Benzie & Miller

Voormalige Britse warenhuisketen

Benzie & Miller was een kleine warenhuisketen in Schotland en werd in 1958 onderdeel van House of Fraser.

Geschiedenis bewerken

Benzie & Miller werd in 1920 ontstaan uit een fusie van bedrijven in Fraserburgh, Schotland.

In 1886 nam de 21-jarige William Benzie de leiding over van textielbdrijf The Colosseum aan Mid Street in Fraserburgh over. Binnen een jaar besloot hij een eigen winkel in Buckie op te zetten. Toen hij zijn medewerkers hierover informeerde werd hij gevraagd om de zaak in Fraserburgh over te nemen van Mitchell & Co, en kort daarna verkocht hij de zaak Buckie.[1] In 1896 bouwde William een nieuwe winkel aan de andere kant van de straat toen het bedrijf zich uitbreidde, en in 1898 werd een krachtcentrale geïnstalleerd om de winkel van elektrisch licht te voorzien - een primeur voor Fraserburgh. De winkel bleef groeien door verschillende uitbreidingen aan de achterzijde van het gebouw.

James Miller was een leerling meubelmaker die William Benzie kende. Het was op aanraden van William Benzie dat hij zich aansloot bij een plaatselijk meubelmakersbedrijf, dat hij uiteindelijk overnam na het overlijden van de bedrijfseigenaar. Het bedrijf werd voortgezet tot aan de Eerste Wereldoorlog, toen Miller het bedrijf verkocht omdat hij onzeker was over zijn toekomst. Bij zijn terugkeer uit de oorlog heeft Miller zijn bedrijf helemaal opnieuw opgebouwd.

Het warenhuis bewerken

In 1920 was William Benzie van plan om te fuseren en uit te breiden tot een volledig warenhuis. Na besprekingen met zijn vriend, James Miller, werd Benzie & Miller Ltd. opgericht, waar ook de vestiging in Fraserburgh van schoenmaker Messrs. Goodlad and Coutts uit Lerwick werd ondergebracht. De manager van dit filiaal, de heer Robert Henderson, trad toe tot het nieuwe bestuur.

De nieuwe winkel werd uitgebreid door aangrenzende panden op te kopen en een nieuwe winkel te bouwen met een frontbreedte van 30 meter, met een grote werkplaats voor de meubelmakerij. De nieuwe winkel verkocht huishoudelijke artikelen, ijzerwaren, porselein en glaswerk, evenals gordijnen, schoenen en op maat gemaakte meubelen. Op de eerste verdieping was een kleine theesalon.

In 1924 trad Alexander Benzie, de zoon van William, toe tot het bedrijf als directeur die verantwoordelijk was voor de herenkledingafdeling. In 1931 trad John B Miller, de zoon van James Miller, toe tot het bedrijf. In 1931 stierf William Benzie en een paar jaar later, in 1934, stierf James Miller. In hetzelfde jaar werd de winkel opnieuw uitgebreid met bijna 1.100 m² in een drie verdiepingen tellend gebouw.

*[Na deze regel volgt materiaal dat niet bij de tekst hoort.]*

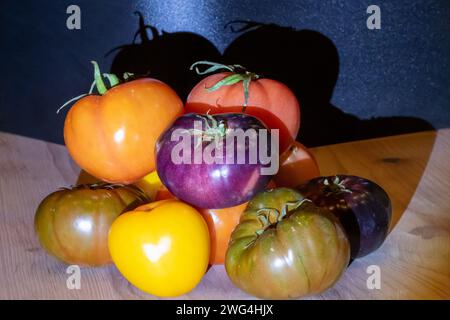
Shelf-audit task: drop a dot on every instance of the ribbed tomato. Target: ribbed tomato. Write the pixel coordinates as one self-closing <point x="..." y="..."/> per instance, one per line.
<point x="286" y="247"/>
<point x="113" y="135"/>
<point x="228" y="92"/>
<point x="73" y="224"/>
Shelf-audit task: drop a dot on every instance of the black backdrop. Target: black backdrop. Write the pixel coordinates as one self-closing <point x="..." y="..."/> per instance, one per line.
<point x="352" y="82"/>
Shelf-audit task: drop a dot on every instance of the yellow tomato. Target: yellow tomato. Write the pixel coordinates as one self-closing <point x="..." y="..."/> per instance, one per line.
<point x="162" y="247"/>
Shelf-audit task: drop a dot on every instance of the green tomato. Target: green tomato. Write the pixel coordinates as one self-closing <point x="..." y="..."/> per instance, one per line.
<point x="73" y="224"/>
<point x="285" y="247"/>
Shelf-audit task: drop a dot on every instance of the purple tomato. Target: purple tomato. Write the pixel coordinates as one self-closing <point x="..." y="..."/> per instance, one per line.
<point x="362" y="206"/>
<point x="216" y="161"/>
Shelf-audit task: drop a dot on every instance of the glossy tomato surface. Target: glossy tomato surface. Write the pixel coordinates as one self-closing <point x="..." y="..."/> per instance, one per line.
<point x="362" y="206"/>
<point x="113" y="136"/>
<point x="73" y="224"/>
<point x="162" y="248"/>
<point x="269" y="100"/>
<point x="297" y="166"/>
<point x="285" y="247"/>
<point x="221" y="223"/>
<point x="224" y="182"/>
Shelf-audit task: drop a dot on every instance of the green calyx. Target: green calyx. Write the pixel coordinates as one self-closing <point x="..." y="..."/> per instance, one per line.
<point x="239" y="73"/>
<point x="269" y="217"/>
<point x="98" y="83"/>
<point x="214" y="131"/>
<point x="335" y="186"/>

Het bedrijf breidde uit met de opening van winkels in Inverness (voorheen Young & Chapman); Banff (voorheen Rankin & Co); Peterhead en Elgin (voorheen A.L. Ramsay & Son). Tijdens de Tweede Wereldoorlog werd de winkel in Fraserburgh verwoest door een brand en het duurde tot de jaren 1950 voordat deze volledig was herbouwd.

Het bedrijf bleef onafhankelijk tot 1958, totdat de toenmalige eigenaar Baile Alexander Benzie instemde met een verkoop aan Hugh Fraser, de bestuursvoorzitter van House of Fraser. Benzie verliet Fraserburgh en verhuisde naar Exmouth, waar hij tot aan zijn dood in 1991 eigenaar was van het warenhuis Thomas Tucker.

Na de verkoop door Benzie bleef het warenhuis in Schotland actief onder de naam Benzie & Miller, maar dit zou geen stand houden. In 1968 werd de winkel in Fraserburgh gesloten (het gebouw werd in 1985 afgebroken) en in 1977 werd de winkel in Peterhead door brand verwoest en werd nooit herbouwd. Als onderdeel van de herstructurering van House of Fraser in de jaren zeventig werden de resterende winkels opgenomen in de Arnotts-divisie en omgedoopt tot Arnotts-winkels. De laatste winkel uit het Benzie & Miller-imperium sloot in 2003 in Inverness.